The thing on the carpet had stopped moving, but the world outside hadn't.
Somewhere beyond the office windows, tires screamed hard enough to leave a mark in the air. A horn blared without stopping. Farther off, something shattered—glass, maybe more than glass—and a wave of voices rose after it, too many at once to make sense of. From the hallway came a different kind of noise: running footsteps, a door slamming, then another, then a long metallic scrape that made everyone in the room look up without meaning to.
Inside the office, nobody spoke.
The fluorescent lights still hummed overhead. White suppressant powder lay across the carpet like dirty snow. Broken plastic, snapped chair legs, spilled papers, and a dark spread of blood turned the familiar rows of desks into something unrecognizable.
Daniel lay by the doorway where he had fallen.
Kara lay several feet away, one arm bent beneath her, Claire still kneeling beside her with both hands pressed down over a wound that no longer mattered.
Ryan was standing with his back half against a cubicle wall, breathing through his mouth. Julia sat on the floor near the supply station, staring at her hands as if they belonged to someone else. Noah had lowered himself into the nearest chair without seeming to know he'd done it, one hand braced against his ribs. Ethan remained where the fight had left him, the dented metal waste bin still hanging from his fingers.
He put it down carefully.
The sound it made on the carpet was too soft. It should have sounded like more.

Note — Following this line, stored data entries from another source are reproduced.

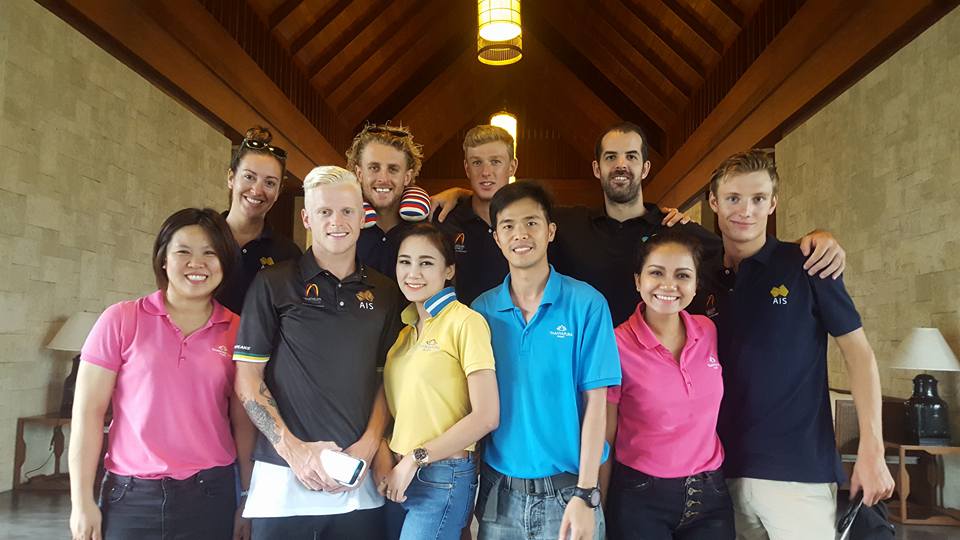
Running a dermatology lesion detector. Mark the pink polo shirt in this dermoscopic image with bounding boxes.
[80,291,240,479]
[607,303,723,478]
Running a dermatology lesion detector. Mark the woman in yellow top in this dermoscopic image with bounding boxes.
[379,223,500,540]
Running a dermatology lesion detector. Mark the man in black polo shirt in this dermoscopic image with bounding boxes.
[698,150,893,540]
[434,122,845,326]
[233,167,400,539]
[347,124,423,279]
[434,125,517,306]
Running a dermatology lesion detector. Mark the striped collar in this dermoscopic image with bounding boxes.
[423,287,457,317]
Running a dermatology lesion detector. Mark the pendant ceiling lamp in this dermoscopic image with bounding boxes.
[477,0,523,66]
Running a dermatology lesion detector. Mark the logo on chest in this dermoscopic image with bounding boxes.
[453,233,467,253]
[357,289,373,311]
[550,324,573,339]
[420,339,440,352]
[770,285,790,305]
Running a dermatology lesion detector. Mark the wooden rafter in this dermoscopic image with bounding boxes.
[290,0,351,56]
[656,0,724,56]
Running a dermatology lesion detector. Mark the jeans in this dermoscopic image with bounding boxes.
[607,462,736,540]
[251,507,383,540]
[476,466,605,540]
[387,458,477,540]
[100,464,237,540]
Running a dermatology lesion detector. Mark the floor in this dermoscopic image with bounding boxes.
[0,491,960,540]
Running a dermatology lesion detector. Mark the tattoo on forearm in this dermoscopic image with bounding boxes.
[243,399,280,444]
[260,381,277,409]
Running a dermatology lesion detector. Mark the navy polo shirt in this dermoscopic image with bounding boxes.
[217,217,303,315]
[233,249,402,465]
[550,204,721,326]
[471,267,620,478]
[697,236,861,483]
[434,195,509,305]
[357,221,413,280]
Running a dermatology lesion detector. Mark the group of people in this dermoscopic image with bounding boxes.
[70,123,893,540]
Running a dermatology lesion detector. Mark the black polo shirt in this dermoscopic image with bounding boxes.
[434,195,510,306]
[357,221,413,280]
[698,236,861,483]
[234,249,401,465]
[217,218,303,315]
[550,204,722,326]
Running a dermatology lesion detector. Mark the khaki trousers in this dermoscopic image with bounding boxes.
[727,478,837,540]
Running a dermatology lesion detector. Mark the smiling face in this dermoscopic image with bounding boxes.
[463,141,517,201]
[164,225,223,300]
[593,131,650,204]
[397,235,454,302]
[227,152,283,220]
[300,182,363,257]
[710,171,777,248]
[634,243,697,315]
[493,195,557,271]
[355,142,413,214]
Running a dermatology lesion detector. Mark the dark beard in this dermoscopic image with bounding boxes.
[601,180,640,204]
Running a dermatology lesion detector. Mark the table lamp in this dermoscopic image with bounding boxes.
[890,328,960,446]
[47,311,100,418]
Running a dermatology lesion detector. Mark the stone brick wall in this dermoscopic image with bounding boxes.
[0,0,230,491]
[776,10,960,498]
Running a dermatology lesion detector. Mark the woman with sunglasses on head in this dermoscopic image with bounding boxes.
[377,223,500,540]
[600,230,735,540]
[69,208,254,540]
[217,126,302,314]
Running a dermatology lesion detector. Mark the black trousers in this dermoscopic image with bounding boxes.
[100,465,237,540]
[606,462,736,540]
[251,507,386,540]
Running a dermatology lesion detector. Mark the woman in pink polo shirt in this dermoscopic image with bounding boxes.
[70,208,254,540]
[601,231,735,540]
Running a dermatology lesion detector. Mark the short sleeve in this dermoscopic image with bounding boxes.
[577,293,621,392]
[457,311,494,375]
[233,272,280,363]
[808,276,863,337]
[80,302,136,372]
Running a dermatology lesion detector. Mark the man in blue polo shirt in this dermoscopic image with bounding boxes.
[700,150,893,540]
[473,182,620,540]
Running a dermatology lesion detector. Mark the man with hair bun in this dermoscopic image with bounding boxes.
[233,166,401,539]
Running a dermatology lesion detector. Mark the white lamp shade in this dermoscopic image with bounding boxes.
[890,328,960,371]
[47,311,100,352]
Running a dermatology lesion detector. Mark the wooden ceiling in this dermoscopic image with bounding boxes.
[37,0,960,206]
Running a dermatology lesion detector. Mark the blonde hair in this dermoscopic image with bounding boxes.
[463,124,513,159]
[303,165,360,192]
[346,124,423,179]
[710,148,780,197]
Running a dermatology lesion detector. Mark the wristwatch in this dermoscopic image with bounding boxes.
[413,447,430,467]
[573,486,600,508]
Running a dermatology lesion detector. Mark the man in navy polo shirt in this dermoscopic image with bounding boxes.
[473,182,620,540]
[700,150,893,540]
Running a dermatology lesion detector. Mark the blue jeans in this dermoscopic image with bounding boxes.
[387,458,477,540]
[607,462,736,540]
[100,465,237,540]
[476,466,605,540]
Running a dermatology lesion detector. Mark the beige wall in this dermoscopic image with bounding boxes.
[0,0,230,491]
[776,10,960,497]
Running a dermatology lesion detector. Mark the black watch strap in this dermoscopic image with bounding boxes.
[573,486,600,508]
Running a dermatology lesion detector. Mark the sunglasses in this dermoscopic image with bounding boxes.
[363,126,410,137]
[237,139,287,161]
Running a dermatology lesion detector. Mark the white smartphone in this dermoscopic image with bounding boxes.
[320,449,367,487]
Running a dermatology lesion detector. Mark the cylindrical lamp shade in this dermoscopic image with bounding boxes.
[477,35,523,66]
[477,0,520,41]
[47,311,100,352]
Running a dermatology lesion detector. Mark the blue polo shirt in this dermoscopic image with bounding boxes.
[472,266,620,478]
[697,236,861,483]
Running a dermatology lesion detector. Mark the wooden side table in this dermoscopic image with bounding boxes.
[13,413,70,491]
[884,442,960,527]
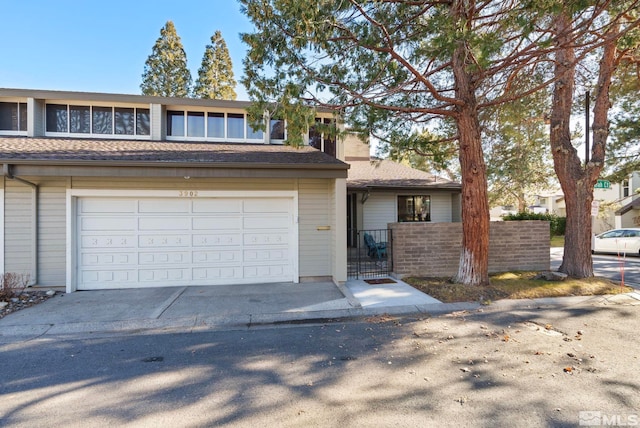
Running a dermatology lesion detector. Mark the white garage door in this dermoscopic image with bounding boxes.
[76,197,296,290]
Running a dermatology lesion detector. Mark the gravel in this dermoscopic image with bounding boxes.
[0,290,58,319]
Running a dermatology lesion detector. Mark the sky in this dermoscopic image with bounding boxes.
[0,0,253,100]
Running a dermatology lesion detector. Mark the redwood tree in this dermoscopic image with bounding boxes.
[550,1,639,278]
[241,0,636,285]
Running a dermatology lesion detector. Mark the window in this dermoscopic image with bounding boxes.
[136,108,151,135]
[398,195,431,222]
[622,180,629,198]
[93,107,113,134]
[114,108,135,135]
[167,110,184,137]
[187,111,204,137]
[309,117,336,157]
[45,104,151,135]
[269,119,285,140]
[0,103,27,131]
[207,113,224,138]
[69,106,91,134]
[247,121,264,140]
[227,113,244,138]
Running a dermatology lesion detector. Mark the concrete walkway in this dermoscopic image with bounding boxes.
[0,280,640,342]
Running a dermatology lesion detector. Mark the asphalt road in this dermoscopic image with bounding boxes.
[0,296,640,428]
[551,248,640,288]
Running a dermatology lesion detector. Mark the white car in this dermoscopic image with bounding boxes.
[591,228,640,256]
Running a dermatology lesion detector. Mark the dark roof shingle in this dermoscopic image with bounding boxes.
[347,159,461,189]
[0,137,348,169]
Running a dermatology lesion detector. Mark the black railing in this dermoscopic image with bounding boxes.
[347,229,393,279]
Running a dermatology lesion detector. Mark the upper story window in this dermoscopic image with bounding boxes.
[46,104,151,135]
[269,119,286,140]
[309,117,336,157]
[167,110,264,141]
[622,179,629,198]
[398,195,431,222]
[0,102,27,132]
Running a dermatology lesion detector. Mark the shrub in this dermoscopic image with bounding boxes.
[0,272,29,302]
[503,211,567,236]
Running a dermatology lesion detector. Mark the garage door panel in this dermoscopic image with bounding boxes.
[138,233,191,248]
[80,216,137,231]
[244,265,288,278]
[243,233,289,246]
[244,248,289,263]
[80,269,137,289]
[192,198,242,214]
[78,198,137,214]
[138,268,191,284]
[193,250,242,264]
[192,217,242,230]
[138,198,190,214]
[138,251,191,265]
[80,235,136,249]
[193,233,242,248]
[81,252,136,267]
[76,197,296,289]
[243,198,291,214]
[242,216,291,230]
[138,216,191,231]
[193,266,242,284]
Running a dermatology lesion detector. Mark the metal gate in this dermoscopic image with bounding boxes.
[347,229,393,279]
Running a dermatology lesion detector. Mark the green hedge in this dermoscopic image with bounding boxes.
[502,211,567,236]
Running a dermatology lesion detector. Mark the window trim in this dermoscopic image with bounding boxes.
[165,106,267,144]
[395,193,433,223]
[42,100,153,140]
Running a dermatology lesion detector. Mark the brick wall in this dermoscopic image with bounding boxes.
[389,220,550,277]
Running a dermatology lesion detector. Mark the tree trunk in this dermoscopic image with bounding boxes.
[518,192,527,213]
[550,16,616,278]
[453,38,490,285]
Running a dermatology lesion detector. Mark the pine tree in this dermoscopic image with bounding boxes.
[193,31,236,100]
[140,21,192,97]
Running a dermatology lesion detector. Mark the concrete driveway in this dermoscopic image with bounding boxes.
[0,280,442,339]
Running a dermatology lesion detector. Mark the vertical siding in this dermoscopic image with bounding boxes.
[358,193,398,230]
[4,179,35,276]
[298,179,332,277]
[5,178,66,286]
[5,177,338,286]
[38,179,67,286]
[451,193,462,222]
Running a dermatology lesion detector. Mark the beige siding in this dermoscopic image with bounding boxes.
[5,177,337,286]
[298,180,332,277]
[38,179,67,286]
[451,193,462,222]
[4,179,35,277]
[358,193,397,230]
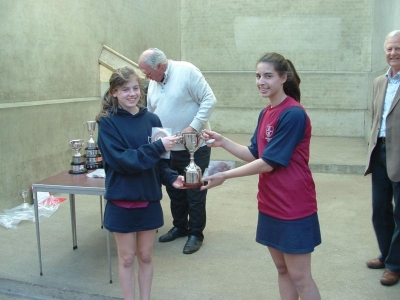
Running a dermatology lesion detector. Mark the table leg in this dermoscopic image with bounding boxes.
[33,189,43,276]
[100,196,105,229]
[69,194,78,250]
[104,196,112,283]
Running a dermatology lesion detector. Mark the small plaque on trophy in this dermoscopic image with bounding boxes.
[69,139,87,174]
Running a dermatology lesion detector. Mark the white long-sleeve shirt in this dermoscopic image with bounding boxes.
[147,60,217,151]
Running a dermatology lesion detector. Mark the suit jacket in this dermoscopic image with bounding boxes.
[364,75,400,182]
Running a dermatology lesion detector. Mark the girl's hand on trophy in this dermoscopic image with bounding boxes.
[172,175,186,189]
[200,172,225,191]
[161,135,179,151]
[202,129,223,147]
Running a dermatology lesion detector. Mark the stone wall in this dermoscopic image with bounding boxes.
[0,0,181,212]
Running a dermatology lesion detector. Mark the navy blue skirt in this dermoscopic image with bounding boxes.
[104,201,164,233]
[256,212,321,254]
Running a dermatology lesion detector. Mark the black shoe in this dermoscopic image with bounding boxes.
[158,227,187,243]
[183,235,203,254]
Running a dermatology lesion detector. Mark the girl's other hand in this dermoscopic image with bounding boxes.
[161,135,179,151]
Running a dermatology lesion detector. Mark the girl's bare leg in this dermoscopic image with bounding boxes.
[268,248,321,300]
[268,247,299,300]
[136,229,156,300]
[114,232,136,300]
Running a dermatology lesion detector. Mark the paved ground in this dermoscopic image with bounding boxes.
[0,135,400,300]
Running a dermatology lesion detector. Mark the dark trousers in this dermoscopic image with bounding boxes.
[166,146,211,241]
[371,140,400,271]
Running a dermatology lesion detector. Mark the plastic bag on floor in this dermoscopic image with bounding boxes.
[0,193,66,229]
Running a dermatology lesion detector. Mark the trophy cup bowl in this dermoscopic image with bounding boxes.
[18,190,30,209]
[69,139,87,174]
[83,121,103,170]
[83,121,96,147]
[177,132,203,188]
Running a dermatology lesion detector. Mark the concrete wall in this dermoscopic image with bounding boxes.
[0,0,181,209]
[182,0,399,137]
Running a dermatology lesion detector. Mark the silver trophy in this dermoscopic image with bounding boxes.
[177,132,203,188]
[18,190,30,209]
[83,121,103,170]
[69,139,87,174]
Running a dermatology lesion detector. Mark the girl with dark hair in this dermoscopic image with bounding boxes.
[96,67,184,300]
[202,53,321,300]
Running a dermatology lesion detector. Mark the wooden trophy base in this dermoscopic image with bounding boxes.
[183,182,203,189]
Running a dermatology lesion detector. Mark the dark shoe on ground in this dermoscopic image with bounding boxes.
[158,227,187,243]
[365,258,385,269]
[183,235,203,254]
[381,269,400,285]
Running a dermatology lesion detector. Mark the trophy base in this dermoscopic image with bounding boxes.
[68,169,87,174]
[85,162,103,170]
[183,182,203,189]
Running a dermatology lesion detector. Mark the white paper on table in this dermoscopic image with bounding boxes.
[86,169,106,178]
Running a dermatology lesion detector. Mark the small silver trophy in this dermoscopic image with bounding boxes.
[83,121,103,170]
[177,132,203,188]
[18,190,30,209]
[68,139,87,174]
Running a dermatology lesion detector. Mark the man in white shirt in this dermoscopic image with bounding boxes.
[139,48,217,254]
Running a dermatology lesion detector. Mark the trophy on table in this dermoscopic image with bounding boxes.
[18,190,30,209]
[176,132,203,188]
[83,121,103,170]
[68,139,87,174]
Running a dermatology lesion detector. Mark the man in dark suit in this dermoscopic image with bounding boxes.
[365,30,400,286]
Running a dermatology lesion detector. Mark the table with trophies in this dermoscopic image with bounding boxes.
[32,121,112,283]
[32,121,219,283]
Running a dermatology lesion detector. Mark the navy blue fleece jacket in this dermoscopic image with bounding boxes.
[98,107,178,201]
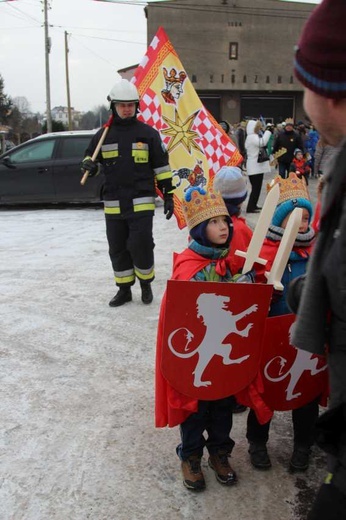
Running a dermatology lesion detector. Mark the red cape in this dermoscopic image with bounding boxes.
[155,246,272,428]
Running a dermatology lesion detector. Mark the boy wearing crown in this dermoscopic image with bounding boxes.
[290,148,311,184]
[246,173,318,471]
[155,187,253,491]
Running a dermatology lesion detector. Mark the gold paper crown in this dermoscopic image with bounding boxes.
[182,189,228,230]
[267,172,310,205]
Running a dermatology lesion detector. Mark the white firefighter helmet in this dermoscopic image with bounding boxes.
[107,79,139,103]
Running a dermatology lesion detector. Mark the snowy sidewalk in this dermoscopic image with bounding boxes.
[0,179,325,520]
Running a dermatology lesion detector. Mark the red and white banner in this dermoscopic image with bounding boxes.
[261,314,328,411]
[161,280,272,400]
[132,27,242,228]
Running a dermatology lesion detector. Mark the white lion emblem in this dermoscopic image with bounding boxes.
[168,293,258,387]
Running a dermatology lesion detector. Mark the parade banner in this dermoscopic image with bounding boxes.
[161,280,272,400]
[132,27,242,228]
[261,314,328,411]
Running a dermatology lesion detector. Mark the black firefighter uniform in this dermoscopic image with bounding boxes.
[86,118,173,287]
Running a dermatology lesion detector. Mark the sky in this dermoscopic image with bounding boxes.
[0,0,319,113]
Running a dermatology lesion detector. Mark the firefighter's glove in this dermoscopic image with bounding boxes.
[163,193,174,220]
[81,157,99,177]
[286,274,306,314]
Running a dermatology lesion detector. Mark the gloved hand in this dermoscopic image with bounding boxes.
[81,157,99,177]
[163,193,174,220]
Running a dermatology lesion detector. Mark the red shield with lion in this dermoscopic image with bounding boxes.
[161,280,272,400]
[261,314,328,411]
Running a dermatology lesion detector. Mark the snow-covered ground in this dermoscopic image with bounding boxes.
[0,180,325,520]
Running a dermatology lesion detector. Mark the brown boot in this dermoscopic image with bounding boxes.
[208,451,237,486]
[181,455,205,491]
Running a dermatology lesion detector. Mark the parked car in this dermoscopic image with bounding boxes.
[0,130,104,205]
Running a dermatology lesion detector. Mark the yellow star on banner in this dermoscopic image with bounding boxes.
[161,111,203,154]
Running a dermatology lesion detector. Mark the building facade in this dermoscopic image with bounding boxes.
[145,0,314,123]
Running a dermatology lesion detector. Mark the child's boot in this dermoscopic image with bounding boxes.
[181,455,205,491]
[181,455,205,491]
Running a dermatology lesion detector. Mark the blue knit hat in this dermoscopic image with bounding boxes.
[272,198,312,227]
[213,166,247,202]
[267,172,312,227]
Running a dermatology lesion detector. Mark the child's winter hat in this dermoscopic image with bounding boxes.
[182,186,228,231]
[294,0,346,99]
[267,172,312,227]
[219,121,231,134]
[213,166,247,204]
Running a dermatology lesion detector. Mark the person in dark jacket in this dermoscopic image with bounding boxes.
[82,79,174,307]
[292,0,346,520]
[273,118,305,179]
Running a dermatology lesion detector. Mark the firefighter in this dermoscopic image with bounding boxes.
[82,79,174,307]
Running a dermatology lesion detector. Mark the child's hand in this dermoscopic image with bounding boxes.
[231,269,256,283]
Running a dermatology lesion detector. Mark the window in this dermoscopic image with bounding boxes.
[11,139,55,164]
[229,42,238,60]
[59,136,91,159]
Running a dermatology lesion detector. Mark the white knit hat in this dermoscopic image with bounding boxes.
[213,166,247,199]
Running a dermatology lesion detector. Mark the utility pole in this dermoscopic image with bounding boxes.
[43,0,52,133]
[65,31,73,130]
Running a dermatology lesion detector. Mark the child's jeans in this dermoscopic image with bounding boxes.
[176,397,235,460]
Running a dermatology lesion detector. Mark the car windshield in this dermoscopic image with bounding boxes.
[10,139,55,164]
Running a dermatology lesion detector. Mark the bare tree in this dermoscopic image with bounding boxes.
[12,96,31,117]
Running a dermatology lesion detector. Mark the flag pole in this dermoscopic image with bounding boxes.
[80,115,113,186]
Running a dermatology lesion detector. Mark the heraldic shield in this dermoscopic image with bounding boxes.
[261,314,328,411]
[161,280,272,400]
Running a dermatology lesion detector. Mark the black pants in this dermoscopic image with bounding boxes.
[246,173,263,212]
[246,398,319,447]
[177,397,235,460]
[106,215,155,287]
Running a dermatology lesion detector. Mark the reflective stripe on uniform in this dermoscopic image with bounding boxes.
[154,164,173,185]
[101,143,119,159]
[135,266,155,281]
[114,269,135,285]
[132,142,149,163]
[133,197,155,213]
[324,473,333,484]
[103,200,120,215]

Claire kept her hands where they were for another few seconds. Then she stopped.
No one asked.
She looked at Kara's face, then away from it. Her own expression had gone flat in the way people looked when there was too much happening behind it.
Ryan swallowed. "She's gone?"
Claire nodded once.
That was all.
Julia made a sound that could have become a sob if she'd had the breath for it. Instead it broke in the middle and vanished. Noah covered his mouth with one hand and stared at the floor. Ethan looked at Kara and saw, with a kind of sick disbelief, not the body on the carpet but the woman from a few minutes ago—shouting, moving, forcing everyone else to move with her. It didn't line up. His mind kept refusing it and then crashing into it again.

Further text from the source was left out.